Each hero is allotted 10 units of preparation time. Time is spent in playing Preparation cards
that may buff the hero, cards that may allow you to look at villains Situation cards and cards that may affect other Preparation cards or Situation played. This is the basic mechanism of the game. In addition a hero’s special ability may be used, some of these abilities cost time units as well. The cooperative aspect of the game includes passing a card to another player which costs a time unit, hinting at which villain a hero might best defeat etc.
The villains each have Situation cards played face down in front of the villain. The Situation cards may consist of thugs which boost the villains stats, traps which may do additional damage and cards which may affect hero’s Preparation cards or use up precious time.
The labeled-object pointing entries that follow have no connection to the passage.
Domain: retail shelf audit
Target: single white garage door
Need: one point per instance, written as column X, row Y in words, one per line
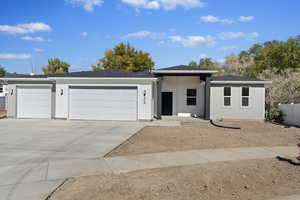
column 96, row 103
column 34, row 102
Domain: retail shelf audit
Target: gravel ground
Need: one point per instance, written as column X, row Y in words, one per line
column 2, row 114
column 197, row 135
column 246, row 180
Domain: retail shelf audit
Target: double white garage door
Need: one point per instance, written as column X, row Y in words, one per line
column 103, row 103
column 87, row 103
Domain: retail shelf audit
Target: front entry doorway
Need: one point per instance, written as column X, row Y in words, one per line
column 167, row 103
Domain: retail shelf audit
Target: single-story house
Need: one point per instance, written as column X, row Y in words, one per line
column 2, row 95
column 120, row 95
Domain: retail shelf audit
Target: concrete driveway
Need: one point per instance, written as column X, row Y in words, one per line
column 36, row 156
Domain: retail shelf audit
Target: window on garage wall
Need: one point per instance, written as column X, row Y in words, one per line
column 227, row 96
column 245, row 96
column 191, row 95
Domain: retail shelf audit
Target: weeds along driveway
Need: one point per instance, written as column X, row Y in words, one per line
column 29, row 147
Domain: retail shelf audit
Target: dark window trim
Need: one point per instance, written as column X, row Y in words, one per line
column 248, row 97
column 191, row 100
column 227, row 97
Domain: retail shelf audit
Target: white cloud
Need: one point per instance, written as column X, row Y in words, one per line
column 141, row 34
column 203, row 56
column 228, row 48
column 246, row 18
column 38, row 50
column 36, row 39
column 164, row 4
column 191, row 41
column 14, row 56
column 83, row 34
column 213, row 19
column 88, row 5
column 25, row 28
column 234, row 35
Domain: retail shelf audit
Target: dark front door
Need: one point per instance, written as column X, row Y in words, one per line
column 167, row 103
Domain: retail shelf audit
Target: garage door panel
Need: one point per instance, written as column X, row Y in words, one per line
column 34, row 102
column 103, row 104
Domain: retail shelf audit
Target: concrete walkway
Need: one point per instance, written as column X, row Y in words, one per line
column 171, row 159
column 293, row 197
column 58, row 171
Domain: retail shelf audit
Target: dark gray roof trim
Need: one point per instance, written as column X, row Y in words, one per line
column 110, row 73
column 183, row 67
column 233, row 78
column 107, row 73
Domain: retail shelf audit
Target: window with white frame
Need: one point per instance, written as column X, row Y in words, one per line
column 227, row 96
column 245, row 96
column 191, row 97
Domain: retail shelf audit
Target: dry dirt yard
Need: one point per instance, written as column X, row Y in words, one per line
column 247, row 180
column 203, row 135
column 2, row 114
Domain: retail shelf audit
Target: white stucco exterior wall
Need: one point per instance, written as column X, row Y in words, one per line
column 179, row 85
column 144, row 87
column 255, row 111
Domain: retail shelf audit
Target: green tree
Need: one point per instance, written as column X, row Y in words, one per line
column 208, row 63
column 193, row 64
column 2, row 71
column 125, row 57
column 277, row 56
column 56, row 66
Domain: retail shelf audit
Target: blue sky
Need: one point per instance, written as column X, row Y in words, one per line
column 173, row 31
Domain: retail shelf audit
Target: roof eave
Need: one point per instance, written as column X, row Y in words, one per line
column 241, row 82
column 25, row 79
column 102, row 78
column 184, row 71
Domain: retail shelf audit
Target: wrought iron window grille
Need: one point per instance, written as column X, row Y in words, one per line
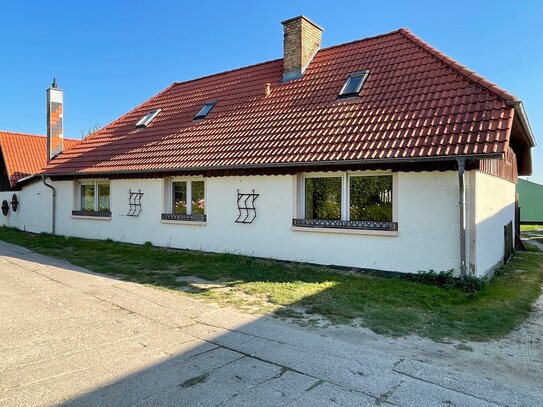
column 346, row 224
column 246, row 207
column 14, row 203
column 134, row 203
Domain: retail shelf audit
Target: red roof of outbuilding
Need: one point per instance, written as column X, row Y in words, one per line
column 25, row 154
column 416, row 103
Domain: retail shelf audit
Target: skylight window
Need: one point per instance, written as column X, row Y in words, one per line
column 148, row 118
column 205, row 110
column 354, row 84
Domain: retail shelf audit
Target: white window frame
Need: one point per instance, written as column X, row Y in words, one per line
column 95, row 213
column 168, row 200
column 299, row 205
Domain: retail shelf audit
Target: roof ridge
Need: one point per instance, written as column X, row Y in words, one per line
column 15, row 133
column 364, row 39
column 227, row 71
column 279, row 59
column 470, row 75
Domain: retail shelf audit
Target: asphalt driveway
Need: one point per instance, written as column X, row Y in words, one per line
column 70, row 337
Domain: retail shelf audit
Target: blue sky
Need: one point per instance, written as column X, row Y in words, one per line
column 110, row 56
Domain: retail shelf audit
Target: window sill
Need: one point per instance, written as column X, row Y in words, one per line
column 341, row 226
column 184, row 222
column 184, row 219
column 390, row 233
column 91, row 215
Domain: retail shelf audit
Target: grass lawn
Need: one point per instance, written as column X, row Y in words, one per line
column 390, row 306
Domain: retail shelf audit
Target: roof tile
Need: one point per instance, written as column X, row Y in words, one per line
column 25, row 154
column 416, row 102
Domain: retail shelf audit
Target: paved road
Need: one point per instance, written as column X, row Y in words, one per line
column 70, row 337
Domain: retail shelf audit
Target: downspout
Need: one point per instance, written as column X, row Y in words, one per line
column 53, row 219
column 462, row 208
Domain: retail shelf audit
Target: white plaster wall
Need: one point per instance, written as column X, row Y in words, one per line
column 427, row 216
column 34, row 210
column 494, row 208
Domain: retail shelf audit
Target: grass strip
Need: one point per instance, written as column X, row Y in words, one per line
column 387, row 305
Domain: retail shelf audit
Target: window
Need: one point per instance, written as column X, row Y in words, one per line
column 323, row 198
column 205, row 110
column 94, row 197
column 353, row 85
column 186, row 200
column 347, row 200
column 370, row 198
column 148, row 118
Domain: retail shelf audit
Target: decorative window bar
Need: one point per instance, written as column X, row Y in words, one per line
column 197, row 217
column 346, row 224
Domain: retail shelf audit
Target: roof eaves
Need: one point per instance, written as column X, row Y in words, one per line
column 461, row 69
column 523, row 117
column 279, row 165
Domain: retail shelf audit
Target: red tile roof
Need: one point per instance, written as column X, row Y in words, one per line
column 25, row 154
column 416, row 103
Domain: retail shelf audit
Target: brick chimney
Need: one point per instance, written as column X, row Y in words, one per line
column 55, row 136
column 302, row 40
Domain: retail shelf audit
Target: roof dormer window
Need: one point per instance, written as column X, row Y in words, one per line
column 148, row 118
column 354, row 84
column 205, row 110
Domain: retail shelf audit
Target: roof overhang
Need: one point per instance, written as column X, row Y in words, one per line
column 520, row 112
column 313, row 164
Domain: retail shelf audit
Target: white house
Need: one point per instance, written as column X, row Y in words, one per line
column 382, row 153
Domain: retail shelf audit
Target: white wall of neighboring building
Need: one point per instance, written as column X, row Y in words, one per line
column 494, row 208
column 427, row 214
column 34, row 210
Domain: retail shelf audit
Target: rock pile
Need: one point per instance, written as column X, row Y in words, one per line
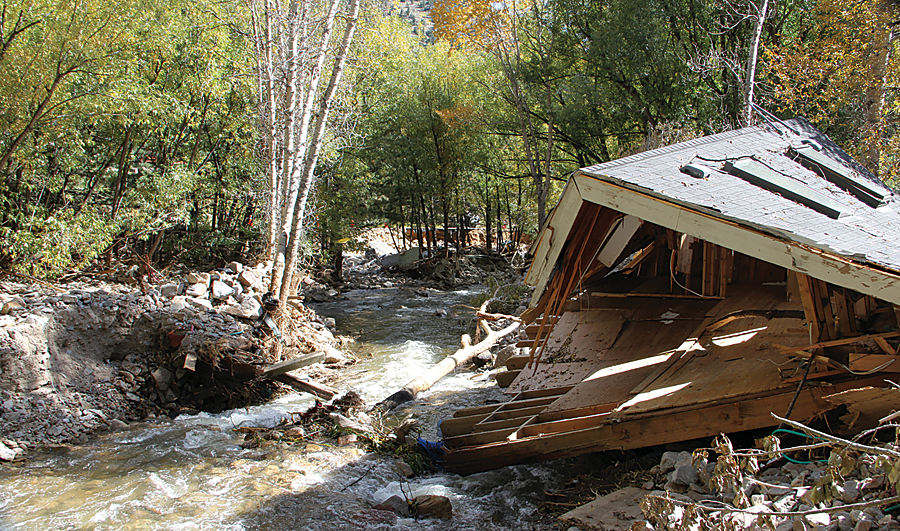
column 91, row 355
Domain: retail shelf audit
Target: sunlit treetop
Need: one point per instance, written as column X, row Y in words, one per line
column 479, row 24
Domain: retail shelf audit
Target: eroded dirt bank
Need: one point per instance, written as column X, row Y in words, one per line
column 93, row 355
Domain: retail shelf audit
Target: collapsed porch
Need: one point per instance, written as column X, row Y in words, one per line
column 643, row 335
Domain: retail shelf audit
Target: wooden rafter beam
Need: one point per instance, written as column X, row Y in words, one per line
column 764, row 243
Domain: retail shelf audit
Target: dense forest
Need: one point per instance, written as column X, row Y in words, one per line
column 159, row 132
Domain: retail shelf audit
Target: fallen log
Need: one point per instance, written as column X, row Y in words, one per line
column 436, row 372
column 294, row 363
column 318, row 390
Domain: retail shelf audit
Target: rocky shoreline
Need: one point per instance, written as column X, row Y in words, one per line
column 100, row 352
column 94, row 354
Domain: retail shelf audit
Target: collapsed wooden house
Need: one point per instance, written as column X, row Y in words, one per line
column 698, row 289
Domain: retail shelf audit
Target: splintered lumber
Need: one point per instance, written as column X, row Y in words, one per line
column 606, row 432
column 318, row 390
column 436, row 372
column 839, row 342
column 294, row 363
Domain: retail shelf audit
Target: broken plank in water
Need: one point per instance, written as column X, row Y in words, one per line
column 294, row 363
column 318, row 390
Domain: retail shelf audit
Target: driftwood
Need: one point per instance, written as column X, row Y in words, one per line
column 318, row 390
column 294, row 363
column 436, row 372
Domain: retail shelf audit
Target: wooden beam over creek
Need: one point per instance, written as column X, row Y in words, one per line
column 535, row 441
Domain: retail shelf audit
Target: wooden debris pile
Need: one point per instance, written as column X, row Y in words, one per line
column 818, row 482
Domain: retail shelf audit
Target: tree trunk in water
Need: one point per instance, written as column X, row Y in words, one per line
column 436, row 372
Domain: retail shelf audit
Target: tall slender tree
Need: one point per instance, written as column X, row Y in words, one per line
column 297, row 51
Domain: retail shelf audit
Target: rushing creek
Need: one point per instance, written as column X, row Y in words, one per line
column 191, row 473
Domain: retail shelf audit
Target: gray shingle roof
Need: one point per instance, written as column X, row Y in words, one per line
column 862, row 233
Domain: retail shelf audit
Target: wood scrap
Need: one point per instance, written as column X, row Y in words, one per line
column 438, row 371
column 316, row 389
column 294, row 363
column 839, row 342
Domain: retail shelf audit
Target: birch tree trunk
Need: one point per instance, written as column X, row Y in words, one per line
column 293, row 45
column 752, row 59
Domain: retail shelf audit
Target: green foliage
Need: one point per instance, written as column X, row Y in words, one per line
column 121, row 121
column 50, row 245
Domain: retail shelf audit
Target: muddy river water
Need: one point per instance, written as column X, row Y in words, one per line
column 191, row 473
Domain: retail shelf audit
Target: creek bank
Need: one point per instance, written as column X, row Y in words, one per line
column 99, row 352
column 96, row 354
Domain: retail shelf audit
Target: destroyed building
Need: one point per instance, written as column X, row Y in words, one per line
column 697, row 289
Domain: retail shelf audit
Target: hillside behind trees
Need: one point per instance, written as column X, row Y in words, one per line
column 134, row 130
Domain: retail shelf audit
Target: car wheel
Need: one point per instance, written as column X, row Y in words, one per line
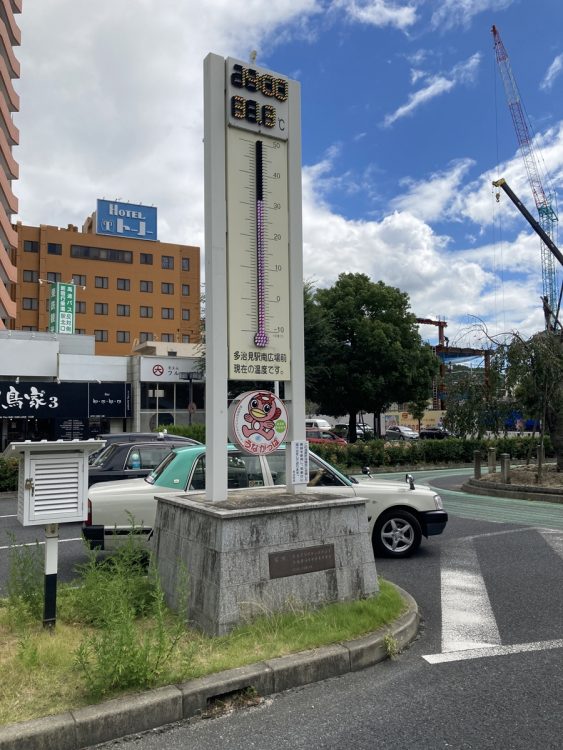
column 397, row 533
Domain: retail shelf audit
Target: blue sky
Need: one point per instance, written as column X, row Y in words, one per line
column 404, row 125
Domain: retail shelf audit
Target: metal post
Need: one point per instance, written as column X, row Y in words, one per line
column 492, row 456
column 505, row 468
column 51, row 566
column 477, row 464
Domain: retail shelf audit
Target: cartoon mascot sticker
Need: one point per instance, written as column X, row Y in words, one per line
column 258, row 422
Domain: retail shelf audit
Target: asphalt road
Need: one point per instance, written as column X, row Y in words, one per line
column 485, row 672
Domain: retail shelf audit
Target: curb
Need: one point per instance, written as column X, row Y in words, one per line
column 137, row 713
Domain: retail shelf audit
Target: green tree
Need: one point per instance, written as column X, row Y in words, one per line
column 362, row 348
column 535, row 374
column 477, row 401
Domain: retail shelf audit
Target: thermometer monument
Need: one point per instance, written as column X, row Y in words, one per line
column 256, row 549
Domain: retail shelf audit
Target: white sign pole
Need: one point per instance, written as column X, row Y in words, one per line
column 216, row 407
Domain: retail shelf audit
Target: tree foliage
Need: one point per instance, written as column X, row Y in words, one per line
column 535, row 375
column 362, row 348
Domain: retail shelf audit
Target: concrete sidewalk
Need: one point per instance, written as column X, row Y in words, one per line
column 155, row 708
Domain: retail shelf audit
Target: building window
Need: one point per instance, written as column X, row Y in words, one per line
column 101, row 253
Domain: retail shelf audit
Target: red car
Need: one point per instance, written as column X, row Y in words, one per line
column 324, row 436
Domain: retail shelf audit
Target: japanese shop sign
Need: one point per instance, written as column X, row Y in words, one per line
column 67, row 400
column 62, row 300
column 168, row 369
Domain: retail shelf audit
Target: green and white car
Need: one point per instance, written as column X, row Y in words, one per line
column 399, row 514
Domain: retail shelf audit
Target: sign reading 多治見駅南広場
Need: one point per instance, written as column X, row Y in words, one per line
column 126, row 220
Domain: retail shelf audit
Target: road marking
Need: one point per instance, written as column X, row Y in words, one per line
column 32, row 544
column 468, row 621
column 480, row 653
column 554, row 539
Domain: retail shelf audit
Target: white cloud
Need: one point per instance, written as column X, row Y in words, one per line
column 552, row 73
column 460, row 74
column 430, row 198
column 380, row 12
column 451, row 13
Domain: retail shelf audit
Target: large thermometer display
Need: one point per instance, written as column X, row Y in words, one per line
column 257, row 225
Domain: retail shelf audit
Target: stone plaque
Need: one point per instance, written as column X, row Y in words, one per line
column 303, row 560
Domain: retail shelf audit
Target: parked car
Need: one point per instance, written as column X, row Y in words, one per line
column 323, row 436
column 398, row 514
column 434, row 433
column 132, row 459
column 133, row 437
column 317, row 424
column 399, row 432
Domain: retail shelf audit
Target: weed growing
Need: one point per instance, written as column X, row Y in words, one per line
column 25, row 582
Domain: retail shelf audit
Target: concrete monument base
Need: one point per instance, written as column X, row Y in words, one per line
column 260, row 552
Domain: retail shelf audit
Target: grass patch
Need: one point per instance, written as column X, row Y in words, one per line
column 115, row 635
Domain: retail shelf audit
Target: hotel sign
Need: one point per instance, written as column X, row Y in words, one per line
column 126, row 220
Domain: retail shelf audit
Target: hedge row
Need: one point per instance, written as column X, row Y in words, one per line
column 373, row 453
column 377, row 453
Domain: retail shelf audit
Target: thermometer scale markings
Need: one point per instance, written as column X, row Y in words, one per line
column 261, row 337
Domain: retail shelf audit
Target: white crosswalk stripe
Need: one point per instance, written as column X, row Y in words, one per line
column 468, row 621
column 469, row 628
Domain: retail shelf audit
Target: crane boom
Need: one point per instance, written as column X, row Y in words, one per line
column 546, row 213
column 536, row 226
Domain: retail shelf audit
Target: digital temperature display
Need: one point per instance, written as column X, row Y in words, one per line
column 257, row 100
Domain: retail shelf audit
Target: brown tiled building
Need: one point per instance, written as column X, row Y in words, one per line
column 9, row 136
column 128, row 291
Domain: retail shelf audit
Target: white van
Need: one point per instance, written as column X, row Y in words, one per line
column 317, row 424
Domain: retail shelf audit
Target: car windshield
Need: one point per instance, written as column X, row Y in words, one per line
column 104, row 455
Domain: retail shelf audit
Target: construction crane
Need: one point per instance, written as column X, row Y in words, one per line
column 547, row 215
column 546, row 240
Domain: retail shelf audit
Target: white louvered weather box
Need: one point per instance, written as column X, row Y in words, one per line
column 53, row 480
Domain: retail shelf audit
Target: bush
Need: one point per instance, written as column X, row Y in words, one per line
column 379, row 454
column 9, row 468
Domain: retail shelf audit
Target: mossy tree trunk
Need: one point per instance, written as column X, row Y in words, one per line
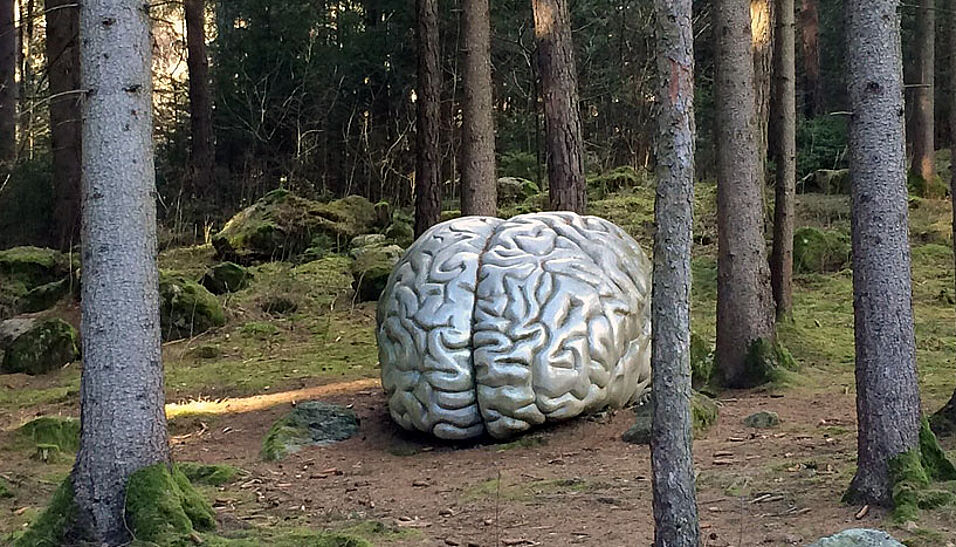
column 675, row 505
column 478, row 181
column 121, row 393
column 744, row 300
column 924, row 116
column 785, row 156
column 562, row 120
column 202, row 154
column 428, row 130
column 945, row 418
column 888, row 405
column 8, row 83
column 66, row 140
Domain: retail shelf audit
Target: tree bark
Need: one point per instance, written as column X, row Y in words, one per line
column 121, row 392
column 202, row 152
column 813, row 102
column 63, row 70
column 8, row 83
column 948, row 412
column 744, row 301
column 888, row 405
column 559, row 89
column 762, row 17
column 672, row 463
column 924, row 125
column 785, row 158
column 479, row 192
column 428, row 158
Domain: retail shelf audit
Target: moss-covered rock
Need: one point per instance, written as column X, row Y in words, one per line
column 226, row 277
column 703, row 414
column 619, row 178
column 45, row 296
column 46, row 346
column 701, row 361
column 163, row 508
column 764, row 419
column 282, row 225
column 371, row 267
column 312, row 423
column 515, row 190
column 186, row 307
column 53, row 524
column 830, row 181
column 820, row 251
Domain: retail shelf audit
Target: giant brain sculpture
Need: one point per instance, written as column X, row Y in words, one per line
column 498, row 325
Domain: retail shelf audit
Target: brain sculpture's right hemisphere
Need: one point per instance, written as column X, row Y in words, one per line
column 490, row 325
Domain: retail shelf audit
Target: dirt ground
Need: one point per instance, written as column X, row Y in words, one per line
column 572, row 484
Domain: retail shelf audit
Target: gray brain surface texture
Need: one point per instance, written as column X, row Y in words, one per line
column 490, row 325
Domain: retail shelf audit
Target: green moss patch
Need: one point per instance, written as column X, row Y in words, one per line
column 281, row 226
column 51, row 435
column 162, row 506
column 45, row 347
column 820, row 251
column 186, row 307
column 51, row 527
column 312, row 423
column 920, row 478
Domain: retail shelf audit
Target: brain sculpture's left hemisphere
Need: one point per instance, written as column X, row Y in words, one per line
column 496, row 326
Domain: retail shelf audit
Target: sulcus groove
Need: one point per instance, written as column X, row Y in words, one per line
column 498, row 326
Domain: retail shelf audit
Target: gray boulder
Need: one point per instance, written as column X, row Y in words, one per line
column 858, row 537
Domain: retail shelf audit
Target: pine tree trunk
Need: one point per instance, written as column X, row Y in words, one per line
column 675, row 505
column 924, row 116
column 121, row 392
column 562, row 120
column 744, row 300
column 479, row 193
column 785, row 158
column 202, row 152
column 8, row 83
column 762, row 17
column 428, row 159
column 813, row 104
column 888, row 405
column 948, row 413
column 63, row 69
Some situation cards may affect the outcome of the battle differently than expected. The number of situation cards a villain has is determined by the number in the upper right.
Players take turns playing preparation cards, using their special ability, doing a standard action or deciding aim at which villain the will engage in combat. After a hero takes aim at a villain that player is not allowed any more actions. When all players have chosen a villain the final battle ensues. All the situation cards are flipped face up and each combat is resolved.
Our first game didn’t go that well as we were handily defeated by the villains. In our second game, we were able to utilize our powers and cards much better and cooperate resulting in victory! The game is easily scalable to with variants to make it easier or more challenging. One of our players said he thought it would make good solo play as well.
The game plays quickly and is pretty fun. The rules are straightforward. It will make a nice filler and if you like the theme, I can see it being a hit. This type of game is generally not my favorite but I have enjoyed my plays of Say Bye.